Tout aussi inspiré, du fond de son Toggenburg bucolique, le boss UDC de façade Toni Brunner, jamais en vacances comme tout paysan qui se respecte, a lui plaidé pour un retour de Blocher au Conseil fédéral. Et pourquoi pas celui de Fidel Castro aux affaires?

Entre les ravages de la canicule sur des crânes mal protégés et la tendance du politicien d’aujourd’hui à être prêt à tout pour exister médiatiquement, il y a suffisamment d’explications pour justifier ces doux délires estivaux, ces envies furieuses, une fois fendus les flots, de battre la campagne. Soyons justes, les chefs de parti ne sont pas les seuls à souffrir du syndrome de la mi-août.

La Commission fédérale pour les problèmes liés au sida (CFPS) a par exemple profité du Congrès mondial contre le sida qui se tient à Mexico pour se faire remarquer et créer un semblant de polémique mondiale. En soutenant que les personnes séropositives devraient très bien pouvoir, d’un point de vue médical comme légal, pratiquer des relations sexuelles non protégées. Sous certaines conditions quand même, par exemple que «la thérapie ait supprimé les virus dans le sang depuis au moins six mois et qu’elle soit suivie systématiquement». Ou encore que «la personne ne doit pas être atteinte d’une autre infection sexuellement transmissible. » Ce qui semble en effet un minimum.

Tellement émue par ce joli coup, l’une des représentantes de la délégation suisse, interrogée au TJ par Maître Rochebin sur son prompteur perché, terminait son intervention depuis Mexico par cette précision péremptoire: « …ici, à Toronto».

Et puis il y a cette pauvre Esther Maurer. Qui? La municipale socialiste zurichoise en charge de la police.

Maurer, un nom qui paraît porter malheur à Zürich.

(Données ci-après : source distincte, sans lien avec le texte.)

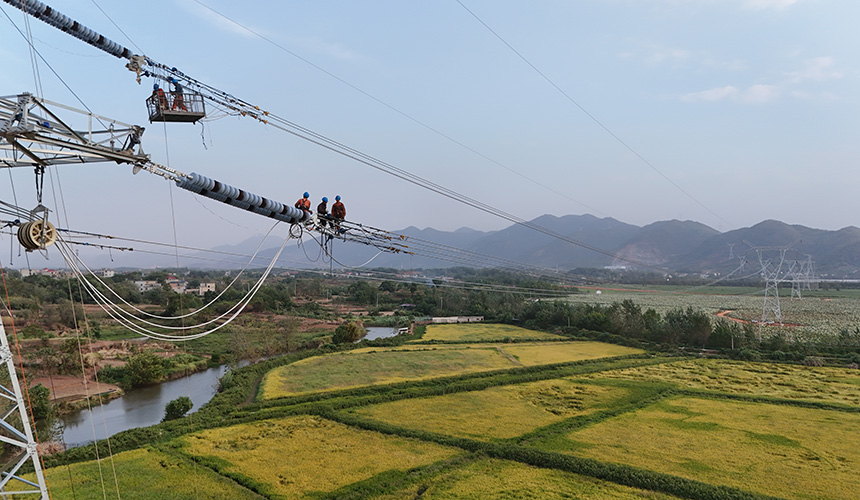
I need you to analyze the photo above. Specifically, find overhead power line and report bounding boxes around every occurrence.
[457,0,731,229]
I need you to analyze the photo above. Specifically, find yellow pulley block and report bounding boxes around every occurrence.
[18,220,57,250]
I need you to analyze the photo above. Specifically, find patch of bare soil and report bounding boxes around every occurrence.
[30,375,122,402]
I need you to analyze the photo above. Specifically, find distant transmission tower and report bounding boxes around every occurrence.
[747,239,794,325]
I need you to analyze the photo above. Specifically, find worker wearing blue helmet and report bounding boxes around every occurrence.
[150,83,168,113]
[317,196,331,227]
[170,78,188,111]
[296,191,311,214]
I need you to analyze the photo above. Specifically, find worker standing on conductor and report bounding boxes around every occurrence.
[296,191,311,213]
[317,196,331,227]
[331,195,346,230]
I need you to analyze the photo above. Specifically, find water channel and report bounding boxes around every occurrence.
[62,327,397,448]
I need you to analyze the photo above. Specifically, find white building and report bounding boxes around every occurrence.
[134,280,161,293]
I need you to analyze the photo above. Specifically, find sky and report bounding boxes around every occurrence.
[0,0,860,267]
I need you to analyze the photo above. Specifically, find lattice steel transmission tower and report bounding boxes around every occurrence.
[0,93,149,500]
[747,243,794,325]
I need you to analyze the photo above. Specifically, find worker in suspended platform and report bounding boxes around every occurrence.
[170,78,188,111]
[152,83,169,111]
[331,195,346,233]
[317,196,331,227]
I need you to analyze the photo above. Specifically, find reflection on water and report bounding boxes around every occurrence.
[54,326,404,448]
[61,366,227,448]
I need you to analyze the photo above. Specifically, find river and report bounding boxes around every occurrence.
[61,366,227,448]
[58,327,404,448]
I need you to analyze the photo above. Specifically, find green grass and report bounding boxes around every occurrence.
[567,398,860,500]
[366,459,675,500]
[421,323,564,342]
[31,448,263,500]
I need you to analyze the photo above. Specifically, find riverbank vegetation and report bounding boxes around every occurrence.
[8,268,860,500]
[28,318,860,500]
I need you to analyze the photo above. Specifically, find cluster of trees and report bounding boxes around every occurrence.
[99,349,206,389]
[514,299,860,365]
[520,299,728,348]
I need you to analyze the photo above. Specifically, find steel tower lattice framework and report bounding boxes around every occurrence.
[0,93,148,500]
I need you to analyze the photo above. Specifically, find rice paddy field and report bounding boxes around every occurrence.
[374,459,675,500]
[555,398,860,500]
[421,323,564,342]
[262,342,642,399]
[568,287,860,343]
[40,325,860,500]
[32,448,265,500]
[357,380,628,440]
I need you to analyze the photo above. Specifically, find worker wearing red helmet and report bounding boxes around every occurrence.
[331,195,346,222]
[296,191,311,212]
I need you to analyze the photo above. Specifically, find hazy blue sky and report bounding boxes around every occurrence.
[0,0,860,261]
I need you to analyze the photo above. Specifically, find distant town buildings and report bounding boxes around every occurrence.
[430,316,484,323]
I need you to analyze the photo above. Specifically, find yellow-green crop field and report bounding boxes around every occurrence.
[261,342,642,399]
[372,460,675,500]
[567,287,860,342]
[47,325,860,500]
[568,398,860,500]
[421,323,564,342]
[356,379,627,440]
[33,448,263,500]
[180,416,459,498]
[594,359,860,406]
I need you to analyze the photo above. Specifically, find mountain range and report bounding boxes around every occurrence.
[193,214,860,278]
[63,214,860,279]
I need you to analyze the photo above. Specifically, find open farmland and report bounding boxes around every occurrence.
[357,380,627,440]
[421,323,564,342]
[373,459,675,500]
[595,359,860,407]
[554,398,860,500]
[262,342,642,399]
[31,448,265,500]
[568,287,860,343]
[40,325,860,500]
[180,416,458,498]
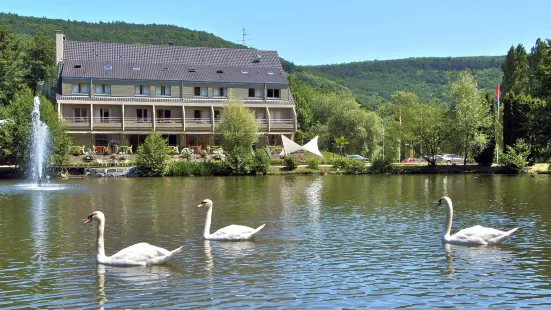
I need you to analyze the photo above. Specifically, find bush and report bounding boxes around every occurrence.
[502,139,530,172]
[371,158,393,173]
[308,157,320,170]
[253,150,270,175]
[283,155,298,170]
[166,161,224,177]
[225,148,254,175]
[136,131,168,177]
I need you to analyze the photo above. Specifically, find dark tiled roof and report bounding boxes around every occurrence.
[61,41,289,85]
[56,94,295,105]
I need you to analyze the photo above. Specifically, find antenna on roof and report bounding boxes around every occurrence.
[238,28,251,46]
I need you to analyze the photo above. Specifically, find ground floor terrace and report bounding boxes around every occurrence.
[69,131,294,154]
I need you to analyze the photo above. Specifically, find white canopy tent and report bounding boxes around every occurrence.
[279,135,323,157]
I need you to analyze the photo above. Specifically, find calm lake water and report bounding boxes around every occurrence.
[0,175,551,309]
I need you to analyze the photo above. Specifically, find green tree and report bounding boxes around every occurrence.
[136,131,168,177]
[401,100,452,166]
[501,44,530,95]
[216,100,259,153]
[449,71,491,165]
[25,32,55,95]
[0,26,24,105]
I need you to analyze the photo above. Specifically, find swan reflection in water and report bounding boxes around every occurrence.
[96,264,173,309]
[441,243,515,276]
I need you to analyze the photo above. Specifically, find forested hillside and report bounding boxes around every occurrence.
[0,13,505,110]
[293,56,505,108]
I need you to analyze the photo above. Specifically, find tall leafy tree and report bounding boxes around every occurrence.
[216,100,259,153]
[25,32,55,95]
[449,71,491,165]
[401,100,453,166]
[0,26,24,105]
[501,44,530,94]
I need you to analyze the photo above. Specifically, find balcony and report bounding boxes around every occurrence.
[270,118,295,130]
[124,117,153,129]
[155,117,183,129]
[63,117,90,130]
[93,117,122,129]
[185,117,212,131]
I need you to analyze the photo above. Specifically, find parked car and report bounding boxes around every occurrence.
[440,154,465,165]
[346,155,369,161]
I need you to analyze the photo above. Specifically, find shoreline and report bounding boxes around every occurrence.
[0,163,551,179]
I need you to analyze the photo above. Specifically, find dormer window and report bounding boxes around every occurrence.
[193,87,209,97]
[96,84,111,95]
[134,85,151,96]
[266,88,280,99]
[212,87,228,97]
[73,83,90,95]
[155,86,170,97]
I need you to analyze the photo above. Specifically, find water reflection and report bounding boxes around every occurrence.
[443,243,515,275]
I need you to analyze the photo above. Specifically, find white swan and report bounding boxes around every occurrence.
[84,211,183,266]
[198,199,266,241]
[436,196,518,245]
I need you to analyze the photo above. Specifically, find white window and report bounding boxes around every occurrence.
[134,85,150,96]
[157,109,172,122]
[73,83,90,95]
[155,86,170,97]
[96,84,111,95]
[249,88,264,98]
[136,109,148,122]
[73,108,88,122]
[266,88,279,98]
[212,87,228,97]
[193,87,209,97]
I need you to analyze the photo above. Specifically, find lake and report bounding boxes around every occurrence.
[0,175,551,309]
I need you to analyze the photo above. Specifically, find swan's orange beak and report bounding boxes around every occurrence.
[84,214,92,225]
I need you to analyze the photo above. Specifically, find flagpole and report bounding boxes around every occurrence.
[496,84,500,164]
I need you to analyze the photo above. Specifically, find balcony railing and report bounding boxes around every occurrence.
[93,116,122,129]
[63,117,90,128]
[124,117,153,129]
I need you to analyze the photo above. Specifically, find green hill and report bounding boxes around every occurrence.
[293,56,505,108]
[0,13,505,109]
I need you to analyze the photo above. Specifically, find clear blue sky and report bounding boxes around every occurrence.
[4,0,551,65]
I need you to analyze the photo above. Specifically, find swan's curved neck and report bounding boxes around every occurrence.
[203,206,212,238]
[97,219,105,256]
[442,203,453,240]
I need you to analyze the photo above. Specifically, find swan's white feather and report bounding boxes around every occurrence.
[85,211,183,266]
[440,196,518,245]
[198,199,266,241]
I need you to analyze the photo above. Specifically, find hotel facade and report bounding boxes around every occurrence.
[56,31,297,151]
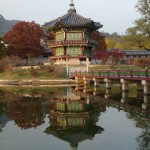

D’autant que la dame s’est lancée dans un combat sinon douteux, du moins appelé à battre des records d’impopularité: désalcooliser la fameuse Street Parade, notamment en interdisant aux bistrotiers du Niederdorf et des Limmatquai d’ouvrir des stands en plein air.

«Nous ne pouvons plus tolérer que des prises de vue de jeunes attaquant les samaritains et urinant contre les ambulances, quand ils ne tombent pas ivres morts, fassent le tour de la planète, cela nuit à l’image de Zurich».

La bière, pourtant, voilà une manière pas plus sotte, ni plus inefficace qu’une autre, de lutter contre les coups de chaleur qui semblent n’épargner plus personne. Même pas les pisse-froid.